Life application: As noted, throughout the Bible, the Lord admonishes His people to not fear. In 1 John 4, we are told, “There is no fear in love; but perfect love casts out fear, because fear involves torment. But he who fears has not been made perfect in love.”
Believers truly have no need to fear. Christ has prevailed over the greatest enemy of all, death and Hades. Thus, He alone has the power to save from death, and He has the power to cast into hell. As He says in Matthew 19, “… do not fear those who kill the body but cannot kill the soul. But rather fear Him who is able to destroy both soul and body in hell.”

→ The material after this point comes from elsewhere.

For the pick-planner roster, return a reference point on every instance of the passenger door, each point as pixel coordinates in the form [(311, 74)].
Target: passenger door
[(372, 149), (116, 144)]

For those in Christ, there is to be no fear of death, and there is to be no fear of hell. Death cannot hold us, and hell has no right to us. Jesus has prevailed over death and He promises the gift of eternal life to His faithful followers. Be encouraged in this. We serve a great and glorious God. He is Jesus.
How great it is, Lord, to know that nothing in the entire universe can separate us from You. You prevailed over death, and through faith in Your mighty accomplishments, we now have the promise of eternal security and eternal life. No fear here… we are servants of the Most High God! Amen.